On 01/04/2025 08:52, Galder Zamarreno wrote:


    I'm not sure what "test harness" and "test jar" means here but
    just to say that jrt-fs.jar is in the JDK run-time.


^ Are you sure? The default make target, `exploded-image`, doesn't build the jrt-fs.jar. Aside from `test`, `images` does build the jar.

    When an IDE running on JDK X needs to build/run a project for
    target JDK Y then it will use the jrt file system to access the
    classes in the target JDK. jrt-fs.jar is the provider
    implementation that JDK X will load to do this.


If the jar does not mean, seems like an exploded image jdk won't work for ^?

jrtfs provides access, via the file system API and provider mechanism, to the classes/resources in the "current" run-time image.
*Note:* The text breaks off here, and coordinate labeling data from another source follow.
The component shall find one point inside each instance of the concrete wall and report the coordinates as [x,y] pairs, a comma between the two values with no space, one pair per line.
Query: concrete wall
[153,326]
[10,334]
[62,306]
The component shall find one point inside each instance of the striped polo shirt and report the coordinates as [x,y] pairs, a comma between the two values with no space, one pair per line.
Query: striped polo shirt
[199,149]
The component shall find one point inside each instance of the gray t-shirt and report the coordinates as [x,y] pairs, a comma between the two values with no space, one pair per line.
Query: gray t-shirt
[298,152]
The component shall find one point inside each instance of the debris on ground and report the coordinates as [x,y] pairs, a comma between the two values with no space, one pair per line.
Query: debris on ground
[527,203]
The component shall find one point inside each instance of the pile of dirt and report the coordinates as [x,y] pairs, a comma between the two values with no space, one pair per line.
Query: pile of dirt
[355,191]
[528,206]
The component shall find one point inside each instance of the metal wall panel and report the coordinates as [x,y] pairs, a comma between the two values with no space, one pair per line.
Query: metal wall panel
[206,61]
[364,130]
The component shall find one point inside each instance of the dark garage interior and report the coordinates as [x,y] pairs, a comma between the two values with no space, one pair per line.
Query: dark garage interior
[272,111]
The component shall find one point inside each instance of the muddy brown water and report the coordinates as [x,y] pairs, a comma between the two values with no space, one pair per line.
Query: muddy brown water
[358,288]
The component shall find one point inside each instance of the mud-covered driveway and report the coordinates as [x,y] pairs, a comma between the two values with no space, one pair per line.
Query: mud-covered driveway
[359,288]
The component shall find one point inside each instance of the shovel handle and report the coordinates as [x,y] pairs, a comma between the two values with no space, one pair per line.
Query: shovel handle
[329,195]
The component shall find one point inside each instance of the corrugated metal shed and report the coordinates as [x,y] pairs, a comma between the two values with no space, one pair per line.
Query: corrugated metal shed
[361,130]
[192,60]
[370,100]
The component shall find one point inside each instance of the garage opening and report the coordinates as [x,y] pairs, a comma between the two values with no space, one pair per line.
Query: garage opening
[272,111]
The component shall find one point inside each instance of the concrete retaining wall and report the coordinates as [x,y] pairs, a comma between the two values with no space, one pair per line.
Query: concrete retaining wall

It handles exploded builds and images builds.

jrtfs also provides access to the classes/resources in a remote/target JDK, think IDE running on JDK $X but targeting JDK $Y. Creating a jrtfs file system on JDK $X with home=JDK $Y will load the file system proivider from JDK $Y jrt-fs.jar. This is why the classes in jrt-fs.jar are compiled --release 8.

I think you are asking why the exploded build doesn't include jrt-fs.jar. I suppose it could but the exploded build is just an interim step in the JDK build and not something that a vendor would ship. If there were a strong need for an IDE running on JDK $X to target an exploded build of JDK $Y then it can be made it work but it seems a less interesting setup.

Hopefully it is starting to be clear that jrt-fs.jar is not tied to testing the JDK, it is needed in an images build to support IDEs (and other tools) that target the JDK.